I remember the first time my feet touched the ground in India in May 2016. Everyone had told me, even my Indian boyfriend, it was such an overwhelming land of extremes, something not easily dealt with. But I was confident, cocky even, in my unwaivering belief that there was nothing I couldn’t handle for love. Delhi, a city over twice as populated as my whole country, where such beauty and history lies beneath the trash and pollution, in the middle of a great heat wave. But I didn’t feel overwhelmed. I felt as if I was standing on solid ground for the first time in my life, somewhere I hadn’t ever been before, but knew in my heart was home.

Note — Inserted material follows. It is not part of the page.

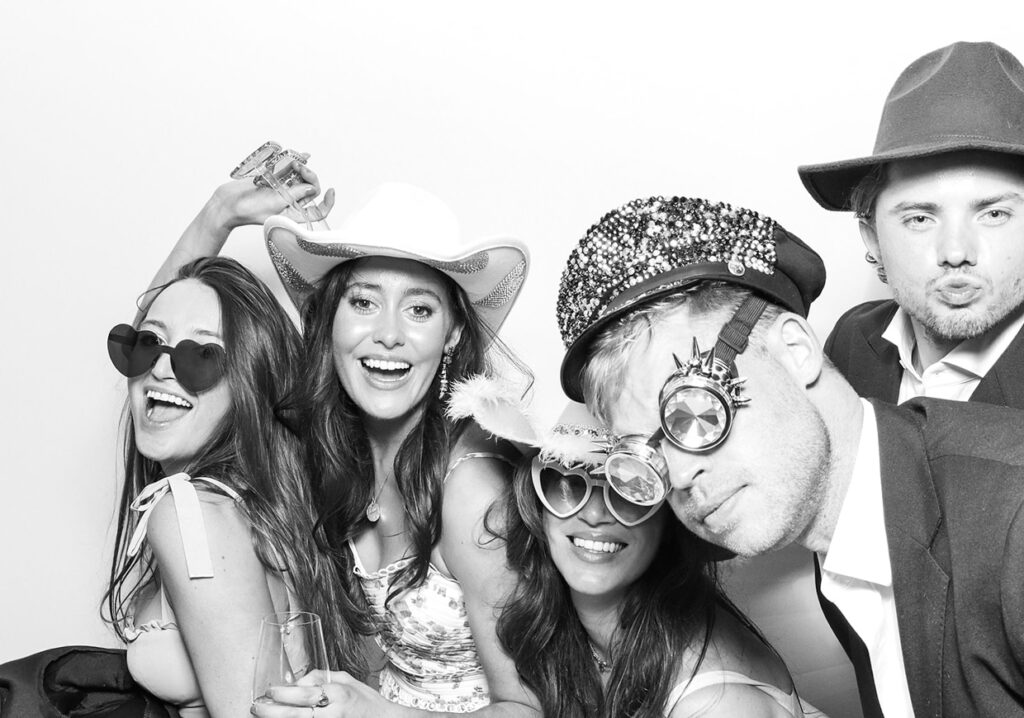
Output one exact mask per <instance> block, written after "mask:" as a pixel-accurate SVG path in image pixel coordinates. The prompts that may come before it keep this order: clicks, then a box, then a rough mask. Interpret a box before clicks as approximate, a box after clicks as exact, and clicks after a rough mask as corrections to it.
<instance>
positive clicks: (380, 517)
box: [367, 473, 391, 523]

But at first I didn’t pay attention to any of it. At first I was welcomed with open arms. We moved to Vizag where everything seemed even lovelier, if possible. I could close my eyes, hear the crashing waves and breathe in the fresh sea breeze. However, gradually I started to feel the glares on my white skin and even the quickest glance or a smile seemed to be an open invitation for unwarranted attention. I noticed that saying no was only the start of a negotiation, a haggle. In some places the smells and strong incense gave me terrible nausea, while the heat and humidity suddenly made me weak and tired, if I left the one room with the AC. More often than not I did not share the same language, so I wasn’t even able to ask our maid to organise the kitchen utensils in a certain way. Now the way I was used to cleaning and maintaining hygiene was bordering brainlessness. Spoons I left on the kitchen counter didn’t go unnoticed, by the cockroaches either. “Ma’am never take plastic”, the store lady would laugh at my boyfriend while weighing the vegetables. I felt eyes rolling next to me whatever I did. My way of doing things was stupid and inefficient. Paying the rent took me three hours and I spent half the day in the kitchen perfecting my dal. I would blame the pressure cooker and the gas stove and the knives and how challenging it felt when I was forced to learn again how to do anything and change myself completely. India would laugh in my face for my inability to change my ways and learn how to use them.

We blamed each other for everything, but was either one of us ready to say sorry or forgive and move on? Before this, before Vizag, I had been merely a guest and guest is God. But when that comes to an end, what is left? Had it been just an illusion, an exciting adventure and now it was my time to go back?

I watched an Indo-American Netflix documentary about finding a partner and arranged marriages once. The old father, who had had an arranged marriage, told his young son in search of love how you can be together with someone for 40 years and you still will not know them completely. Every day you will learn something new and every day things will change. So you will have to be willing to learn and forgive. The honeymoon is over, but are we still in this together?